De même la gestion autonome des finances au niveau polaire est indispensable, et est conciliable avec l’existence d’une seule dotation financière de l’Etat. L’université des Antilles ne peut donc avoir autre chose qu’un statut juridique fédéral et être composée de deux pôles universitaires forts et disposant de vrais moyens d’action dans de nouveaux champs de compétence délégués par l’ordonnance plutôt que par les statuts qu’il faudra également revoir. Des moyens en fonction des besoins et du poids réel de chaque pôle doivent par ailleurs être accordés par l’application du principe d’équité.

L’Université des Antilles restera dirigée par un seul président d’université, mais en collaboration avec les deux conseils de pôle de Guadeloupe et de Martinique ; et leur propre « exécutif » : un directeur ou un vice-président recevant lui aussi, grâce à l’ordonnance, certaines des attributions précises jusqu’ici dévolues au seul président d’université.
Le conseil régional, le conseil général, l’établissement public de coopération intercommunale du lieu d’implantation de l’université et les villes universitaires seront toujours représentés chacun par un élu.

Pour donner corps à cette exigence d’autonomie et de réactivité politique, le conseil de chaque pôle auraient pour mission d’élaborer et de conduire la politique de formation et de recherche en lien avec le développement du territoire. Ils définiraient un projet universitaire territorial pour cinq ans élaboré par les élus universitaires en collaboration avec les organisations représentatives.

C’est ainsi qu’un vrai projet guadeloupéen de développement universitaire et scientifique pourrait enfin voir le jour et éviter d’être dilué dans d’incessants arbitrages et concurrences entre pôles.

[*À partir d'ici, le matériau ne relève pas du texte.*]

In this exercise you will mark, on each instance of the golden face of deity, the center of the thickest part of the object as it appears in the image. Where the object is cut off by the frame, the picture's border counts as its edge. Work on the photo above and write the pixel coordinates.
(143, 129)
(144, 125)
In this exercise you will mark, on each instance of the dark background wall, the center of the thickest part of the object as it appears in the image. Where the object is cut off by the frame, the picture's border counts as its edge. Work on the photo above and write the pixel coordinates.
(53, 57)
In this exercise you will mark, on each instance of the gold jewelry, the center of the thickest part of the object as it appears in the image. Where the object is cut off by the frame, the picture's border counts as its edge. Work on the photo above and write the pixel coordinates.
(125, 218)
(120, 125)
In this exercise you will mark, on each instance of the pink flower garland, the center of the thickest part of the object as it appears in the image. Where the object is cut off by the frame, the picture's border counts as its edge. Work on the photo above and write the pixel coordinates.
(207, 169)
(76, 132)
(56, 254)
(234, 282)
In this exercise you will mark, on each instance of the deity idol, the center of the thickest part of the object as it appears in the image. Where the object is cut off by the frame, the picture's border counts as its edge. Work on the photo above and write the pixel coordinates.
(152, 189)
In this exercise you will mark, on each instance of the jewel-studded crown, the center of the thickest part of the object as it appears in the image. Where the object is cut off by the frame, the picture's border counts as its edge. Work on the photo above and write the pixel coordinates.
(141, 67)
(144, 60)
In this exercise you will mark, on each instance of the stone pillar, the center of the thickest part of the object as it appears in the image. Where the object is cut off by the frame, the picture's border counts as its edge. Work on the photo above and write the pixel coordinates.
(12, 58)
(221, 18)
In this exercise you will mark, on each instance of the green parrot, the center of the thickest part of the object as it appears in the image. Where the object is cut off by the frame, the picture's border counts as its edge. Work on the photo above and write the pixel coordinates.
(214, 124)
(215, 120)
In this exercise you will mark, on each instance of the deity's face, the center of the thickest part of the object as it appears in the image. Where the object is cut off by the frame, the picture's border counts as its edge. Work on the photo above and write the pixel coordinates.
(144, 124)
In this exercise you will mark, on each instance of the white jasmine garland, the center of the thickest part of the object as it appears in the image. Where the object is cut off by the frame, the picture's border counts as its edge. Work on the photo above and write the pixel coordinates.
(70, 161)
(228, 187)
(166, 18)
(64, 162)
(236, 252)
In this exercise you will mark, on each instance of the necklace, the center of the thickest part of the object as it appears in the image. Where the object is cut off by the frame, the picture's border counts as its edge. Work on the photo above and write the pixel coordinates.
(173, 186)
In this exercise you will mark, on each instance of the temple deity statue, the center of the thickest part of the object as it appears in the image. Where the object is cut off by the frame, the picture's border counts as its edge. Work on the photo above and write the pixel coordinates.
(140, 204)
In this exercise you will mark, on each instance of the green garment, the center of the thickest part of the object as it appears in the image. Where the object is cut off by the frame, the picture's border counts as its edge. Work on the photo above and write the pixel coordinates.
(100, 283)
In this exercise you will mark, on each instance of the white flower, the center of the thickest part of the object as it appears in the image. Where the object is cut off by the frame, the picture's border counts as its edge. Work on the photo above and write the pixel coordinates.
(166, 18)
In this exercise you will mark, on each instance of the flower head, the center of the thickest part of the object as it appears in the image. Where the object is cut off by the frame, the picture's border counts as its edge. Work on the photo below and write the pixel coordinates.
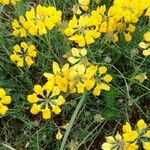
(46, 99)
(23, 53)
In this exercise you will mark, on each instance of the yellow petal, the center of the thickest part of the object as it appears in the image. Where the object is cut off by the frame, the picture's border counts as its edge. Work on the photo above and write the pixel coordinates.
(141, 124)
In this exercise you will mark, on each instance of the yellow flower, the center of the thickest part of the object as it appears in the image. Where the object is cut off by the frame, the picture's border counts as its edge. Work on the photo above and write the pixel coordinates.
(32, 98)
(146, 52)
(3, 109)
(146, 145)
(130, 136)
(37, 21)
(107, 78)
(141, 124)
(148, 12)
(23, 53)
(46, 113)
(6, 100)
(46, 99)
(102, 70)
(126, 128)
(147, 36)
(59, 135)
(6, 2)
(131, 147)
(147, 134)
(84, 30)
(128, 37)
(60, 100)
(131, 28)
(35, 109)
(141, 77)
(2, 93)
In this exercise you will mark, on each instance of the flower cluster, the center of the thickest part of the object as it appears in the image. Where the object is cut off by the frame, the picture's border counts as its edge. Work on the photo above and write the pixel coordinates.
(46, 99)
(145, 45)
(37, 21)
(4, 101)
(82, 30)
(23, 53)
(76, 55)
(6, 2)
(121, 17)
(130, 139)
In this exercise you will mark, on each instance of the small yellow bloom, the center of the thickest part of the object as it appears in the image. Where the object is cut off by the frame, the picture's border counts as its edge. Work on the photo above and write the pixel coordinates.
(3, 109)
(59, 135)
(38, 89)
(35, 109)
(23, 53)
(126, 128)
(141, 77)
(107, 78)
(128, 37)
(141, 124)
(130, 136)
(146, 145)
(2, 93)
(32, 98)
(147, 134)
(102, 70)
(147, 36)
(60, 100)
(6, 100)
(56, 109)
(131, 147)
(46, 113)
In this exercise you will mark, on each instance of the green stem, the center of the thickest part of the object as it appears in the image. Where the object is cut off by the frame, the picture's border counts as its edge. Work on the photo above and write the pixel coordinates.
(72, 120)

Il faut aussi introduire formellement l’alternance entre les deux territoires dans la gouvernance. Quand un président sera issu de l’un des pôles de Guadeloupe ou de Martinique, le suivant devra être issu obligatoirement de l’autre pôle. Le président de l’université des Antilles serait chargé de la gestion des services communs, de l’administration générale, de l’harmonisation et de la cohésion de la politique universitaire aux Antilles. Il serait plus que jamais le garant de la continuité et de l’accomplissement du service public de l’enseignement supérieur sur les deux territoires.

Les exécutifs des pôles universitaires territoriaux de Guadeloupe et de Martinique exerceraient donc en partie les attributions confiées aux présidents d’université par l’article L. 712-2 du code de l’éducation et les décrets pris pour son application. Ces exécutifs possèderaient les attributions suivantes : présider les conseils polaires d’administration et académiques, établir en concertation avec les instances polaires le projet stratégique universitaire territorial, et définir les orientations de la politique de formation et de recherche en lien avec les collectivités régionales, et en concertation avec les directeurs de composante.

Enfin chaque pôle universitaire devra être doté des services propres suivants : direction financière, direction des ressources humaines, bureau d’aide à l’insertion, direction des relations internationales, service culturel et bureau de la vie étudiante. Voilà donc à travers cette vision de l’autonomie de nos pôles universitaires, une vraie possibilité de permettre d’unir enfin l’exigence d’intelligence territoriale et l’impératif de la formation supérieure de nos jeunes, mais aussi partisans d’une université de Guadeloupe ou des Antilles qui ont le grand mérite de nourrir par leurs échanges une réflexion trop longtemps étouffée et caricaturée.

Didier Destouches

NDLR : Didier Destouches est maître de conférences à la faculté des sciences juridiques et économiques et membre élu du conseil d’administration de l’UAG.